Выводят Ростоцкого и Димпера, оба на всякий случай крепко связаны; замечаю, что следы побоев на лице у бедного Кристиана, как и у меня самого, тщательно загримированы, ночью в темноте они совершенно не будут заметны, и летчики вряд ли о чем Догадаются.
Димпер пытается что-то крикнуть мне, но сопровождающий его майор Петров сердито замахивается кулаком, Крис вздрагивает и замолкает. Майор подсаживает его в кузов, садится рядом, продолжая грубо ругаться по-немецки и по-русски, а Крис, глядя на чекиста снизу вверх, только виновато кивает в ответ: заметно, что его здорово запугали. Думаю, что скорее всего именно Димпер первый сознался на допросе насчет даты и места, выбранного покойным оберштурмфюрером для приземления самолета. Но я не осуждаю его, все-таки Крис еще совсем мальчишка, даже младше меня, и к тому же наполовину русский, у него нет никакой идеологической мотивации молчать на допросах.
Ко мне подходит Чермоев, на нем вместо военной формы горская черкеска и бешмет, на поясе красуется громадный кинжал, и у меня мелькает мысль, что выглядит бравый капитан НКВД как самый настоящий кровожадный бандит.

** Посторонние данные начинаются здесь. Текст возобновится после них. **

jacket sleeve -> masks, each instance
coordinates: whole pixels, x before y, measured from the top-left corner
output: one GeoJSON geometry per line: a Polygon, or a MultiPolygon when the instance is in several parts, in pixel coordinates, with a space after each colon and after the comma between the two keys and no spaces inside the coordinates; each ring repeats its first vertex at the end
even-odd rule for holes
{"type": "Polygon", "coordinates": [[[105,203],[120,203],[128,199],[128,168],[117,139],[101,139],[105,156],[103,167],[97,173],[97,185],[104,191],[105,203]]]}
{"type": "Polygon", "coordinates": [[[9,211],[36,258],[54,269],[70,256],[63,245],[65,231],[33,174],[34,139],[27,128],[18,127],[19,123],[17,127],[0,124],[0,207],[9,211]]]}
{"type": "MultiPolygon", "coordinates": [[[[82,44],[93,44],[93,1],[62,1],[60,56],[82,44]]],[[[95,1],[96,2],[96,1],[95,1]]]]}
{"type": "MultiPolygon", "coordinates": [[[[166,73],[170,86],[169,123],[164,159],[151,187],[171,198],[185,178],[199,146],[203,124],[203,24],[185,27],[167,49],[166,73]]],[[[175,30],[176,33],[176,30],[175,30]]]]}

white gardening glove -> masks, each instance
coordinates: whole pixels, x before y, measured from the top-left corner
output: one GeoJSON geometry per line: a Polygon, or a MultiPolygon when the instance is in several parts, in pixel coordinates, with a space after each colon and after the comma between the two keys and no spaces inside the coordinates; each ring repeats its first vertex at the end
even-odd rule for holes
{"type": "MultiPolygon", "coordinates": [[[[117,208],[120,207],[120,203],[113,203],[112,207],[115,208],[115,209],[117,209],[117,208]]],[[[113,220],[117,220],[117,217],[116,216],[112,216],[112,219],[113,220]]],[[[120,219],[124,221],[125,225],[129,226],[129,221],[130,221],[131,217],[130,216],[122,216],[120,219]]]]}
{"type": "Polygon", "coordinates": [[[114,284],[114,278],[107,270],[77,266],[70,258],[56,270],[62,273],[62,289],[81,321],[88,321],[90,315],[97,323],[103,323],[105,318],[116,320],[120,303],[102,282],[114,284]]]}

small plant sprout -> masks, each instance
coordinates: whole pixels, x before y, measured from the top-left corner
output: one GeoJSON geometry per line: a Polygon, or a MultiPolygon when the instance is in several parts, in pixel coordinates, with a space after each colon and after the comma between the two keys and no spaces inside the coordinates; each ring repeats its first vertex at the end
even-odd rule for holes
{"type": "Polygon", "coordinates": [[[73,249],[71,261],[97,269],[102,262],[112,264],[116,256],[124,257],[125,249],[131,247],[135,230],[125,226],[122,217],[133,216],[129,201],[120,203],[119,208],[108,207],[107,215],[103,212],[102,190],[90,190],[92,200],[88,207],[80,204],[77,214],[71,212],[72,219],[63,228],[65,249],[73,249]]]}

Асланбек веревкой туго стягивает мне руки за спиной и шипит на ухо: «Заранее предупреждаю, если ты опять хотя бы попытаешься выкинуть один из твоих фокусов — прирежу, как барана». Он демонстративно достает из ножен свой устрашающих размеров кинжал и проводит холодным лезвием по моей щеке, я невольно дергаюсь, а стоящие рядом красноармейцы взрываются грубым хохотом.
«Вот сволочь, попался бы ты мне, когда я был с оружием в руках», — мысленно шлю проклятия Чермоеву, но покорно сажусь в машину рядом с ним.

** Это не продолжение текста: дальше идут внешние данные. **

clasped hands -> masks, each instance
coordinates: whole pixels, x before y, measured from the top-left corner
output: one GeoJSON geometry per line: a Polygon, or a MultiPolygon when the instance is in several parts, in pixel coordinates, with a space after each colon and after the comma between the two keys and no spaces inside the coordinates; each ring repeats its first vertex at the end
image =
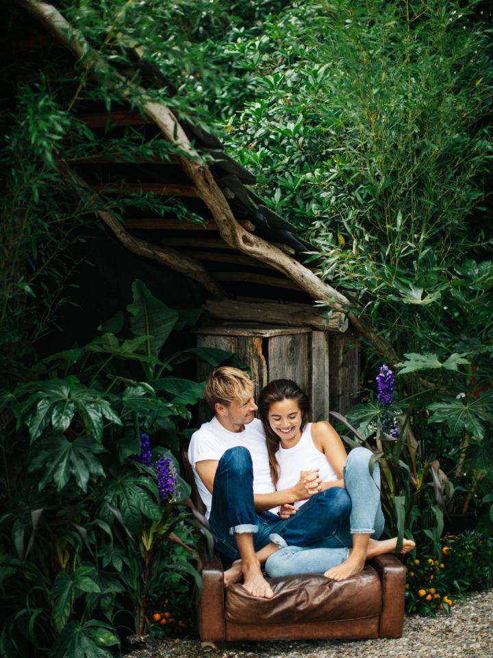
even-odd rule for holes
{"type": "MultiPolygon", "coordinates": [[[[309,471],[301,471],[300,478],[293,487],[295,496],[293,502],[296,500],[305,500],[306,498],[310,498],[321,491],[322,480],[318,475],[318,468],[314,468],[309,471]]],[[[286,502],[280,506],[278,514],[281,519],[288,519],[293,514],[296,514],[297,511],[298,510],[294,504],[286,502]]]]}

Старая полуторка медленно ползет по грунтовой дороге в гору, на особо крутых подъемах красноармейцы соскакивают и помогают толкать машину сзади. Наконец прибываем на обширное горное плато, где уже расчищена посадочная площадка; Чермоев приказывает своим бойцам заготавливать дрова для костров, а меня под охраной Нестеренко оставляет пока под высокой чинарой на краю поляны.
Немилосердно печет солнце, в горле пересохло и хочется пить, слишком туго стянутые за спиной руки ломит от боли. Мне повезло, что хоть Серега немного сжалился надо мной: незаметно для Чермоева он ослабляет веревку и дает напиться из своей фляги.
Меня развязывают только тогда, когда красноармейцы зажигают сигнальные костры. Разминаю затекшие руки, Чермоев орет мне в ухо последние инструкции о том, как я должен себя вести и что говорить. Димпер и Ростоцкий тоже находятся под жестким контролем чекистов.